Reputation: 14561
I am currently working with a dataset in which the boundary between classes is not very well defined. I don't want to use regular classification since the nuance overlap of these classes might not be represented using that setup.
I've seen a similar setup in PyTorch where the Binary Cross Entropy Loss function was used, but other than that, I am not sure what needs to be done to reformation my problem from classification to multi label classification in Flux. From the Flux.jl docs, it looks like I may want to use a custom Split label?
Upvotes: 2
Views: 315
Reputation: 6423
This question made me thought on how to implement multi-label classification in BetaML, my own ML library, and it ended up it was relatively easily:
(EDIT: Model simplified by just using a couple of DenseLayer
s with the second layer's activation function f=x -> (tanh(x) + 1)/2
)
using BetaML
# Creating test data..
X = rand(2000,2)
# note that the Y are 0.0/1.0 floats
Y = hcat(round.(tanh.(0.5 .* X[:,1] + 0.8 .* X[:,2])),
round.(tanh.(0.5 .* X[:,1] + 0.3 .* X[:,2])),
round.(tanh.(max.(0.0,-3 .* X[:,1].^2 + 2 * X[:,1] + 0.5 .* X[:,2]))))

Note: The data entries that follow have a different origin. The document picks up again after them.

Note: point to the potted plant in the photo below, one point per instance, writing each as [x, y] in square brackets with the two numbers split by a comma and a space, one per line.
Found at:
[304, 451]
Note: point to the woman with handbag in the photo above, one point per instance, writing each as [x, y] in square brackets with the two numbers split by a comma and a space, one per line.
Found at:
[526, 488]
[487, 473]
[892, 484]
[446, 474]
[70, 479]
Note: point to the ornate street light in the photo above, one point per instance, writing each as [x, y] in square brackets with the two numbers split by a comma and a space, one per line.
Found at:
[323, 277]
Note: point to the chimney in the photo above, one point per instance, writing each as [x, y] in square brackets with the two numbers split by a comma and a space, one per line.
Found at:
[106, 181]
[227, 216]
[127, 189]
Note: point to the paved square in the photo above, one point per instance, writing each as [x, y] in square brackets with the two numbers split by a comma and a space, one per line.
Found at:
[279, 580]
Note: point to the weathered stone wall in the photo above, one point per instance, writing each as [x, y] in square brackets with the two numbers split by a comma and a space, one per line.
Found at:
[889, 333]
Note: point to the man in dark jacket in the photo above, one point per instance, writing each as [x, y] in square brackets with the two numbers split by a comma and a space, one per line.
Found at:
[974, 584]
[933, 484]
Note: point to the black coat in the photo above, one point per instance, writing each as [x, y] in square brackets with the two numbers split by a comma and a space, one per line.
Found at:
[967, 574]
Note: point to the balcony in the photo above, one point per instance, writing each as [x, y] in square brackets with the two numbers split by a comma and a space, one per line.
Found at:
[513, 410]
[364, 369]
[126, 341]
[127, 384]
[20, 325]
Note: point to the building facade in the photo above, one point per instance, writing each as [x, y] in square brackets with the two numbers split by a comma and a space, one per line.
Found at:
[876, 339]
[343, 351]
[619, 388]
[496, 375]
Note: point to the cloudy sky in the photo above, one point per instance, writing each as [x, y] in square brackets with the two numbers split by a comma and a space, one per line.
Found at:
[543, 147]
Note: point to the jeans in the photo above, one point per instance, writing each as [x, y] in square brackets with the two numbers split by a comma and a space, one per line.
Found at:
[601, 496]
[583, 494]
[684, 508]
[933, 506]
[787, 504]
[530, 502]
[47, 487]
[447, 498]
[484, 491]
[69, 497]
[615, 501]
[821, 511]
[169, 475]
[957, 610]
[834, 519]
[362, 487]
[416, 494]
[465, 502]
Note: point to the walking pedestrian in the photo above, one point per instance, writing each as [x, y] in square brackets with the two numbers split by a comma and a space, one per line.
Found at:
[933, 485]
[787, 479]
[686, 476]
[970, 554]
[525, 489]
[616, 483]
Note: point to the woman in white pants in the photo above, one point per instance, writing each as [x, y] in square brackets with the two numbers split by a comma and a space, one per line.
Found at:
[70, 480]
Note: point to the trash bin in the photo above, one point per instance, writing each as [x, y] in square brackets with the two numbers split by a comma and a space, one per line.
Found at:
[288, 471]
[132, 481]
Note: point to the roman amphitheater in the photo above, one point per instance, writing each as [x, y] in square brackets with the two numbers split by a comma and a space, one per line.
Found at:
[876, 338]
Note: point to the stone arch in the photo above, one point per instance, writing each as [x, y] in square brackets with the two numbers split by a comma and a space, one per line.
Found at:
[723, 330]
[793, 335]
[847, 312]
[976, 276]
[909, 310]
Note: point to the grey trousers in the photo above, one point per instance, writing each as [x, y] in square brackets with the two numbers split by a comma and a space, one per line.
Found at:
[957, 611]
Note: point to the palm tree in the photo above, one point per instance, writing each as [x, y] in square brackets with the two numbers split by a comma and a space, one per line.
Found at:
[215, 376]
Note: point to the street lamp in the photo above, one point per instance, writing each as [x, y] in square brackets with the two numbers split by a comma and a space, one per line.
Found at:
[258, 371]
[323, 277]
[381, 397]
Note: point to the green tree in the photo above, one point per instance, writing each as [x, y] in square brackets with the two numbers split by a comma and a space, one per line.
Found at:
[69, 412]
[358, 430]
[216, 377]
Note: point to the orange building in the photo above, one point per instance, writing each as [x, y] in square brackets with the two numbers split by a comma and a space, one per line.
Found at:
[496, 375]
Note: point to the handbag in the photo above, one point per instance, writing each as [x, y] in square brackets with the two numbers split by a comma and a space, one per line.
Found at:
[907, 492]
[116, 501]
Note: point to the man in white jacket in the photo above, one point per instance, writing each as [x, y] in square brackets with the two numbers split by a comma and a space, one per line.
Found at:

# Creating the NN model...
l1 = DenseLayer(2,10,f = relu)
l2 = DenseLayer(10,3,f = x -> (tanh(x) + 1)/2)
mynn = buildNetwork([l1,l2],squaredCost,name="Multinomial multilabel regression Model")
# Train of the model...
train!(mynn,X,Y,epochs=100,batchSize=8)
# Predictions...
ŷ = round.(predict(mynn,X))
(nrec,ncat) = size(Y)
# Just a basic accuracy measure. I could think to extend the ConfusionMatrix measures to multi-label classification if needed..
overallAccuracy = sum(ŷ .== Y)/(nrec*ncat) # 0.999
I initially thought on using softmax with a learnable beta
parameter, but then I realised that such way is not possible: how would the model be able to distinguish between Y = [0 0 0]
and Y = [1 1 1]
? So I ended up with a layer with an adjusted tanh
function that guarantee me an output in the [0,1] range for each label "independently", and setting the threshold on 0.5, the value that maximise the loss (in BetaML the output is already a vector if the last layer has more than a single node).
Upvotes: 2